Ministers are “dodging” the tough trade-offs needed to protect UK environmental and agricultural standards when signing international trade deals, according to the head of the government’s independent Trade and Agriculture Commission.
The intervention by Tim Smith came as the government failed to respond to his panel’s findings published in March before the parliamentary summer recess on Thursday. The report was commissioned by ministers in an attempt to assuage fears that post-Brexit trade deals would lead to lower standards.
Smith, who headed the 15-person panel set up after more than a million people signed a petition demanding legal protections for UK food standards, said the failure to respond to the commission’s recommendations raised worrying questions.
“Farmers and those who have contributed to the commission’s work will be entitled to think that if [the government is] not responding, they will be going back on the commitments made when the commission was set up,” he said.
“The ongoing delay suggests a continued inclination to dodge some of the hard trade-offs that need to be resolved,” said Smith, who previously headed the Food Standards Agency and worked as group quality director at Tesco.
The UK’s post-Brexit independent trade policy has proved hugely controversial. The National Farmers’ Union warned that the trade deal signed with Australia in June could cause the “slow death” of the countryside as British farmers were undercut by Australian imports produced to lower standards.
Minette Batters, president of the NFU — which had a representative on the commission — said it was “critically important” the government responded to the commission’s report given that it is actively negotiating new deals, including one with New Zealand due to be concluded this year.
“If it doesn’t [respond] imminently — or it delays until the autumn — it sends a clear message that they are negotiating without a comprehensive trade strategy for food and farming,” she said.
Officials have indicated a government response is likely in September, after parliament’s summer recess, which would be six months after publication.
Liz Truss, the trade minister, said when the commission was launched that it would consider policies “to ensure UK farmers do not face unfair competition and that their high animal welfare and production standards are not undermined”.
However, the government has blocked all efforts by MPs and pressure groups to create legal guarantees on maintaining standards, raising questions as to how seriously the government ever intended to heed the commission’s advice.
Two other commissioners also voiced concerns about the government’s slow response, warning that it risked losing public support for its international trade policy agenda.
Andrew Opie, director of food and sustainability at the British Retail Consortium, said the group was “disappointed” the government had not acted on the report. “We felt it struck the right balance for UK consumers of delivering the benefits of free trade whilst ensuring the British farmers they rely on are competing on a level playing field,” he said.
Caroline Drummond, chief executive of Leaf, a sustainable farming pressure group, said the government needed to respond to the report “sooner rather than later” to retain public trust.
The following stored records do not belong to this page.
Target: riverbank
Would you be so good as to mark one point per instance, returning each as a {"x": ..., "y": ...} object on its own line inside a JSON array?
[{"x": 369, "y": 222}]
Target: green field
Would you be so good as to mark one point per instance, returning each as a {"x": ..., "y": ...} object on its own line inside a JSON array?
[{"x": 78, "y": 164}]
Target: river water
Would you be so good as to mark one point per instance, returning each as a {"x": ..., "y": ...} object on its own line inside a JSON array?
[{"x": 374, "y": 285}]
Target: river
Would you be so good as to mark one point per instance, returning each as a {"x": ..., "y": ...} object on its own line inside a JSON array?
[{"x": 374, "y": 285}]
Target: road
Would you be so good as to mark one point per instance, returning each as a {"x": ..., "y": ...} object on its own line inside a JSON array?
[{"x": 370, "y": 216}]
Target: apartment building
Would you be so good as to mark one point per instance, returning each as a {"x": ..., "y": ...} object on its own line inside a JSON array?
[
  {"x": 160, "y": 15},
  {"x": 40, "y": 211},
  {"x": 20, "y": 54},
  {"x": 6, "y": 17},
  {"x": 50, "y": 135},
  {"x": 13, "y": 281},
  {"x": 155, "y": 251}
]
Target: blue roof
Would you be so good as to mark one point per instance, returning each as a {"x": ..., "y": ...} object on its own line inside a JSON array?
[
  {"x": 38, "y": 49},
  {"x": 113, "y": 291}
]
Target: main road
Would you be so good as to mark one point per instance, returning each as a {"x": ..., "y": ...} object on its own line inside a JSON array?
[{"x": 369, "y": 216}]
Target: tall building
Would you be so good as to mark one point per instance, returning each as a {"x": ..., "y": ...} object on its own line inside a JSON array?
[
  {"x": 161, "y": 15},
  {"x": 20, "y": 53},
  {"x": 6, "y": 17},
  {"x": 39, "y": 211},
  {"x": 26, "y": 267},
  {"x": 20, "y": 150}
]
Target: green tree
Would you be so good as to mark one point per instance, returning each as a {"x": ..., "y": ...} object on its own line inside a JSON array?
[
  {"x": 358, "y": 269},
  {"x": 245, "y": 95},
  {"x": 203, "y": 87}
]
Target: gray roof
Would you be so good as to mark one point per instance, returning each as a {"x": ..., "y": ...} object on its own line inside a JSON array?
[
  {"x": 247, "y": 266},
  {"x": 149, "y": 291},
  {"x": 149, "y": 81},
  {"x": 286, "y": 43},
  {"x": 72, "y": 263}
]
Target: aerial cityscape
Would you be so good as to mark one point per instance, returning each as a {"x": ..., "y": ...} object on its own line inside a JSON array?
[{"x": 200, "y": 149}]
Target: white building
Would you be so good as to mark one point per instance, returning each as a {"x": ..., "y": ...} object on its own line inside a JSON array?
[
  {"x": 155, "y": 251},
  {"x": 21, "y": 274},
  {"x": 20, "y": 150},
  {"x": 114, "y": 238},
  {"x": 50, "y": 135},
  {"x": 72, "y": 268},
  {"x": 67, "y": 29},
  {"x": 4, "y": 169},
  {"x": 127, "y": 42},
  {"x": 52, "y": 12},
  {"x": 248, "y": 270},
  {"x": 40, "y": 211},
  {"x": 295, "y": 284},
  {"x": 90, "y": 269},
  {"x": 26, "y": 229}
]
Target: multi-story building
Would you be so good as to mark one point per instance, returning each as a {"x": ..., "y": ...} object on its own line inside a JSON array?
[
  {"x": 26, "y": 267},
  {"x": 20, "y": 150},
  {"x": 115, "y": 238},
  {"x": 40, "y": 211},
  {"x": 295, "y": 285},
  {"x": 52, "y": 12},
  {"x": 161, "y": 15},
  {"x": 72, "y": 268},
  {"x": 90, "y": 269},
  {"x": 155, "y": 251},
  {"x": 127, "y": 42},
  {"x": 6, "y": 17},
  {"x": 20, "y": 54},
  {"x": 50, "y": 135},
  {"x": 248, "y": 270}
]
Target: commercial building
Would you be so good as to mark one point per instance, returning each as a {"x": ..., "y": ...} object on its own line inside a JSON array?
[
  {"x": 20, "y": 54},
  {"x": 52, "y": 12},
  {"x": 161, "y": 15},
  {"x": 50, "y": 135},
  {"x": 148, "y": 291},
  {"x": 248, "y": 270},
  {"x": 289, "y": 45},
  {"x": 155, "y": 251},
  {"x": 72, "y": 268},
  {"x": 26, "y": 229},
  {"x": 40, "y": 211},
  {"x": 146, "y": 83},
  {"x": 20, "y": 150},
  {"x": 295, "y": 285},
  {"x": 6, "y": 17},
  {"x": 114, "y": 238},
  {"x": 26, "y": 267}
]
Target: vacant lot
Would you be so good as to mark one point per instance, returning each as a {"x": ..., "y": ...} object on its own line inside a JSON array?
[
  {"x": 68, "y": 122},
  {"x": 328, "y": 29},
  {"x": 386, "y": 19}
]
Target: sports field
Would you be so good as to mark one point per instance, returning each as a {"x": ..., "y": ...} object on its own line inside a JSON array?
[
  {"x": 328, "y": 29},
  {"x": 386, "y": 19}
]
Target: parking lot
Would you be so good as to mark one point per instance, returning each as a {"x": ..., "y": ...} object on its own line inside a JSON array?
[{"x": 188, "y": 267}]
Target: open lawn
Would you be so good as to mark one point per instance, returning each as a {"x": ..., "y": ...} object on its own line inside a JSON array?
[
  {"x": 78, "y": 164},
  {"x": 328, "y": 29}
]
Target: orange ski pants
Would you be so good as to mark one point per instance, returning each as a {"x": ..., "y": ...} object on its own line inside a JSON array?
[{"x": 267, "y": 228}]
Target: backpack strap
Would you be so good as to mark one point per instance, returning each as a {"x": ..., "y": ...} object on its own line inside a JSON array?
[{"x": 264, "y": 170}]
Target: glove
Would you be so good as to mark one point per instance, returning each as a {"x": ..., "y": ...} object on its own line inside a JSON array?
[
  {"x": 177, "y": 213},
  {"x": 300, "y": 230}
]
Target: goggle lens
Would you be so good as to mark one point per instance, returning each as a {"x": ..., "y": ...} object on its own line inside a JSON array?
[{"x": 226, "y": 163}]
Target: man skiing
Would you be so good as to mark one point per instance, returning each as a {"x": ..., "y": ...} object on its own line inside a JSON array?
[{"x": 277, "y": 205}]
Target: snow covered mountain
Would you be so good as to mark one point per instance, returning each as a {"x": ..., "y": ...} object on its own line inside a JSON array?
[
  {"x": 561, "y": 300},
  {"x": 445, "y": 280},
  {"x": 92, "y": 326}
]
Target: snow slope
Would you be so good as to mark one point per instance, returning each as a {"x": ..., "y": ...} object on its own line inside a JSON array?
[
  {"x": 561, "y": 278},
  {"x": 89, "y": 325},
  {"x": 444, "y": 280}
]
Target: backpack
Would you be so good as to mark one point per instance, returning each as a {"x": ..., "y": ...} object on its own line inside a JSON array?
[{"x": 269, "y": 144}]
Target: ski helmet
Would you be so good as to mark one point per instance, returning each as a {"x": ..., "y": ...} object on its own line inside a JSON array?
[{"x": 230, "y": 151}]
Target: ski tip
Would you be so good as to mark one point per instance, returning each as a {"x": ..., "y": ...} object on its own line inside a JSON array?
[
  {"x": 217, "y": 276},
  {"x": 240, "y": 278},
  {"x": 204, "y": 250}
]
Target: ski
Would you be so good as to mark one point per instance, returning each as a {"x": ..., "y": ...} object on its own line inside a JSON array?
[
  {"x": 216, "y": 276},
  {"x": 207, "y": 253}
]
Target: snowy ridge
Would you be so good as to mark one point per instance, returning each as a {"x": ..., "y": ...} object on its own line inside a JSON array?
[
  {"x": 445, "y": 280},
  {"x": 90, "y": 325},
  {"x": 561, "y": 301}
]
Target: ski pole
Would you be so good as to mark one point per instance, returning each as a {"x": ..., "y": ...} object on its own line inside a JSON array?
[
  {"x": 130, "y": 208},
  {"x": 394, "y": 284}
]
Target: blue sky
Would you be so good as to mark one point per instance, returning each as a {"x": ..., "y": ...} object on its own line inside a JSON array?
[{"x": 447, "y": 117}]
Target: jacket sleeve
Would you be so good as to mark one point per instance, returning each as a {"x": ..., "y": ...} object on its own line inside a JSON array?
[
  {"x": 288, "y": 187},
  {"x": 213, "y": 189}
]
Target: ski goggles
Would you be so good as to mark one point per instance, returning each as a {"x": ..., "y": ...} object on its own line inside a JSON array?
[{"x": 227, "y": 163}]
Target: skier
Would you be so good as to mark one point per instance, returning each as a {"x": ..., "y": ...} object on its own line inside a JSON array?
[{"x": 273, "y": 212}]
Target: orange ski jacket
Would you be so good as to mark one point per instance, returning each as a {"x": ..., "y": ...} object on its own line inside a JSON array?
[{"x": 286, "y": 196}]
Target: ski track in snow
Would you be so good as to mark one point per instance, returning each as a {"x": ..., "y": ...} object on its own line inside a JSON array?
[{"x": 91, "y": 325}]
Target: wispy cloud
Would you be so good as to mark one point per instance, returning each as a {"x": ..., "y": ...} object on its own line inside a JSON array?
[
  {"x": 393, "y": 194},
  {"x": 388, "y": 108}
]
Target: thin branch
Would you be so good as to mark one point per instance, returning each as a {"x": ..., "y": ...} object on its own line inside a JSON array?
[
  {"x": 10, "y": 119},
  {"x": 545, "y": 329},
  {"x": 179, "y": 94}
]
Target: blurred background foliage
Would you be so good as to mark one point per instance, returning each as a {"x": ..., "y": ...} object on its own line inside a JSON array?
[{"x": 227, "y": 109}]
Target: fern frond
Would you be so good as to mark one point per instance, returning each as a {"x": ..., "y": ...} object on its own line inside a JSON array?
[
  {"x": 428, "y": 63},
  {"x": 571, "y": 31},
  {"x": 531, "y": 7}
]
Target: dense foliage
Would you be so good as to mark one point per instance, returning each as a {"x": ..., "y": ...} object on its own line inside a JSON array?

“The opportunity now is for the government to develop a new model, based on trust and ambition, that works with NGOs, industry and environmentalists to create trade deals that will retain the buy-in of the public and preserve [the] integrity of our farmers,” she said.
The government said it was considering the recommendations of the commission’s report “carefully,” adding: “Our response will set out how we aim to meet the immense opportunities the UK now has as an independent trading nation while also upholding the government’s commitment to maintaining and protecting the UK’s high agri-food safety standards.”